Mojokerto (ANTARA) - Tim "Matching Fund" Universitas Surabaya (Ubaya) meluncurkan Pojok Doelanan untuk mengembangkan potensi wisata Desa Ketapanrame, Mojokerto menjadi wisata edukasi atau edu-tourism.
"Pojok Doelanan akan digunakan sebagai salah satu edukasi yang memperkenalkan permainan tradisional," kata Ketua Tim Pengusul Matching Fund Ubaya, Hari Hananto, S.E., M.Ak., saat peluncuran Pojok Doelanan di Desa Ketapanrame, Kecamatan Trawas, Kabupaten Mojokerto, Jumat.
Tim matching fund Ubaya terdiri dari Hari Hananto, S.E., M.Ak. Hayuning Purnama Dewi, S.Sos., M.Med.Kom., M.M., CPM(Asia)., CMA, Aluisius Hery Pratono, S.E., M.D.M., Ph.D., dari Fakultas Bisnis dan Ekonomika.
Selanjutnya Dr. Harijanto Tjahjono, S.Psi., M.Ed., dan Dr. Dra. Lena Nessyana Pandjaitan, M.Ed., dari Fakultas Psikologi. Program ini juga melibatkan mahasiswa dari berbagai fakultas.
"Kalau selama ini anak-anak sering main di ponsel, kami ingin mereka punya aktivitas olah fisik dengan bermain permainan tradisional. Pojok Doelanan bisa dimanfaatkan oleh sekolah dan orang tua untuk mengajak anaknya belajar dan bersosialisasi dengan sesamanya," ujar Hari.
Permainan yang dilombakan yakni egrang, ular tangga, engkle, jalan pakai batok, foto bersama teman, melukis layang-layang, dan gasing. Peserta berasal dari tiga sekolah SD di Mojokerto, yaitu SDN Ketapanrame I, SDN Ketapanrame II, dan MI Dwi Dasa Warsa.
Inisiasi mengembangkan Desa Ketapanrame menjadi desa wisata edukasi dilatarbelakangi oleh perkembangan desa ini menjadi desa wisata yang tumbuh pesat dan dikenal masyarakat luas, namun perkembangannya belum sepenuhnya merata.
Hari mengungkapkan Ubaya berkeinginan untuk meningkatkan cakupan wisata yang lebih luas yakni pengembangan wisata berbasis edukasi.

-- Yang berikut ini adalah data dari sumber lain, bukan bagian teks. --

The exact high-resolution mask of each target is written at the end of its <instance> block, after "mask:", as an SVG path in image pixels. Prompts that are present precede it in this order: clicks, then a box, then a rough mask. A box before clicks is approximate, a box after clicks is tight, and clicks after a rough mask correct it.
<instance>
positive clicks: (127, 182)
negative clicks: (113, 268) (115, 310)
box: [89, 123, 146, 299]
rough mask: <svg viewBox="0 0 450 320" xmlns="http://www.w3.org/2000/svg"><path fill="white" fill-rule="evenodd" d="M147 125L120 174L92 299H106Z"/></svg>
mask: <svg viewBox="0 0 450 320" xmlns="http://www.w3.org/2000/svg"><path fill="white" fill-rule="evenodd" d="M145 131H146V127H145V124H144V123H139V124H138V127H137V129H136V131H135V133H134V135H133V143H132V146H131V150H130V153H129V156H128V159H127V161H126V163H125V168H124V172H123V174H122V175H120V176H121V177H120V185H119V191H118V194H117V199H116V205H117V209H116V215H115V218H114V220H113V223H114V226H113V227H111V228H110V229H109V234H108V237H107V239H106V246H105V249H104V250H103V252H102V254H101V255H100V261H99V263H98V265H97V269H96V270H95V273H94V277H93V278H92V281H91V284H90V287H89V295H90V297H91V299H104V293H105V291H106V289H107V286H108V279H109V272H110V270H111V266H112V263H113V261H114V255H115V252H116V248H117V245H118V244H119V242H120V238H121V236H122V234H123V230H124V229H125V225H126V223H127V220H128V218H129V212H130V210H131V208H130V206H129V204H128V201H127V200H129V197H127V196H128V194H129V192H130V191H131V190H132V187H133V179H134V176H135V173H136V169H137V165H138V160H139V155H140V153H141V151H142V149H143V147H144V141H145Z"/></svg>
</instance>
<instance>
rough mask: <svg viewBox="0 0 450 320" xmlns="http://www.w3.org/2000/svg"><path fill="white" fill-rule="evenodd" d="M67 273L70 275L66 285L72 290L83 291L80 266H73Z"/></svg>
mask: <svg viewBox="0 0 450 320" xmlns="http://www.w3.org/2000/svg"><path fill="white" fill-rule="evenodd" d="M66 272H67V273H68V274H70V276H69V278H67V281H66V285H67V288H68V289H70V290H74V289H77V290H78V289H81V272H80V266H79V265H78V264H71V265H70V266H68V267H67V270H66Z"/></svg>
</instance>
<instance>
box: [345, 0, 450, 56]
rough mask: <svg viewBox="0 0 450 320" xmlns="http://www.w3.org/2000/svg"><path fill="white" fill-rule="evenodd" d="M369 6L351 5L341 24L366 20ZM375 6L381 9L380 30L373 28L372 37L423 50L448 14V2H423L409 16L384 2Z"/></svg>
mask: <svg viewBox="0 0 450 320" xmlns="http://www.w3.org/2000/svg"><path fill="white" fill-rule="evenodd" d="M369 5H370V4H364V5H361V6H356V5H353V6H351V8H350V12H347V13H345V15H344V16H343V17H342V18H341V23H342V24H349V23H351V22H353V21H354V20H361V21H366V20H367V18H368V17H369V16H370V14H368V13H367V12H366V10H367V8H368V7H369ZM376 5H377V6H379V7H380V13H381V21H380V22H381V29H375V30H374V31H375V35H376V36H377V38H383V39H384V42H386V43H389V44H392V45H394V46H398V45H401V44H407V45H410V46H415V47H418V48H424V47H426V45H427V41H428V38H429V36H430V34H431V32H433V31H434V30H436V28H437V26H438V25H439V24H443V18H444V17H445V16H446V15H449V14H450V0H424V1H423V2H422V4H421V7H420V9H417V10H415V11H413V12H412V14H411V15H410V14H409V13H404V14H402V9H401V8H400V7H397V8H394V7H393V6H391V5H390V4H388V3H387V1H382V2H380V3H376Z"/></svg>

"Kami memanfaatkan sarana, prasarana, area, fasilitas wisata, sumber daya manusia, serta dukungan program pengembangan desa melalui anggaran desa. Kontribusi ini membuat potensi pengembangan wisata sangatlah menjanjikan," ujarnya.
Program tersebut, lanjut Hari, juga diarahkan pada usaha penyelesaian masalah sampah sekaligus alternatif materi edukasi dan peningkatan kesejahteraan masyarakat (Zero Waste Management).
Untuk edu-tourism, implementasi dari program ini adalah mengembangkan area taman untuk informasi kekayaan botani (Nusantara Botanical Garden), memberikan workshop tentang pengelolaan tempat wisata, serta mendesain area sekaligus permainan bagi anak-anak (Pojok Doelanan).
Melalui pengembangan wisata edukasi ini, Hari juga berharap mampu mendukung peran pemerintah dalam meningkatkan literasi bagi masyarakat berbasis teknologi informasi (augmented reality).
"Semoga pengembangan desa wisata ini dapat menjadi alternatif sumber pemasukan wisata buat Desa Ketapanrame,” ujarnya.
Kegiatan ini juga diharapkan memberikan kesempatan bagi dosen dan mahasiswa untuk berperan aktif melalui kepakaran dan pengalaman pendidikan dalam mengembangkan potensi dan meningkatkan kesejahteraan masyarakat.
Sementara itu, Kepala Desa Ketapanrame, Mojokerto, Zainul Arifin menyampaikan apresiasinya terhadap seluruh pihak termasuk Ubaya yang telah berkolaborasi mengembangkan Desa Ketapanrame.
"Dengan adanya pengembangan ini, kami mau pengunjung tidak hanya menikmati alam saja, tetapi juga mendapat edukasi. Mudah-mudahan ini menjadi suatu hal baik demi kemajuan desa dalam hal potensi desa wisata," tuturnya.